Spojrzałam na basiora kątem oka, a mój prawy kącik warg sam powędrował w górę.
-To miejsce jest wspaniałe, napewno będę przychodzić tu o wiele częściej.- Odparłam na zadane pytanie. Rozglądałam się chłonąc niesamowity krajobraz, przez to zwiedzanie byłam coraz bardziej ciekawa pozostałych pięknych miejsc które mogły się tu znajdować.
-Jakie równie piękne miejsca moglbys mi jeszcze pokazać?- Zapytałam mając nadzieję, że basior się zgodzi.

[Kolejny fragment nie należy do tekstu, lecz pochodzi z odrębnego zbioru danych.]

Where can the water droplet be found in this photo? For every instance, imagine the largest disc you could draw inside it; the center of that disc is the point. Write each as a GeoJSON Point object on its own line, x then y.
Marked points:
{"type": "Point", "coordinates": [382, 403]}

-Cóż, mamy bardzo ładną Altanę oraz Wzgórze Lawy. - Na sam dźwięk słowa „lawa” uśmiechnęłam się szeroko.
-W takim razie poproszę na wzgórze.- Spojrzałam czy Silver nie będzie miał nic przeciwko temu, jednak nie wyglądał na niezadowolonego, albo naprawdę dobrze to ukrywał. Nie spieszyło nam się, dlatego na miejsce dotarliśmy dość późno, jako iż znajdowało się na wschodzie terenów watahy. Mimo późnej godziny i moich praktycznie samo-zamykających się oczu, poczułam przepływającą przez moje ciało ekscytację. Widok przed moimi oczami byl niesamowity, Czarne skaly, płynąca po nich śmiertelnie gorąca lawa, oraz unosząca się w powietrzu para powstała w wyniku dotyku zimna z ciepłem. Byłam dzisiaj w dobrym humorze, dlatego bez zastanowienia ruszyłam przed siebie aby nieco się rozruszać.
-Uważaj, nie chcę mieć na głowie spalenizny.- Zażartował basior, podczas gdy ja przeskakiwałam nad czerwonymi strumykami. Flame siedział niedaleko i patrzył na mnie z ciekawością, co chwila kręcąc swoim łebkiem najprawdopodobniej z niedowierzania.
-Zamierzasz tak stać?- Chciałam nieco rozruszać basiora jako iż wydał mi się całkiem przyjaźnie nastawiony, najwyżej później będę tego żałowała, ale miałam nadzieję że nie będę musiała.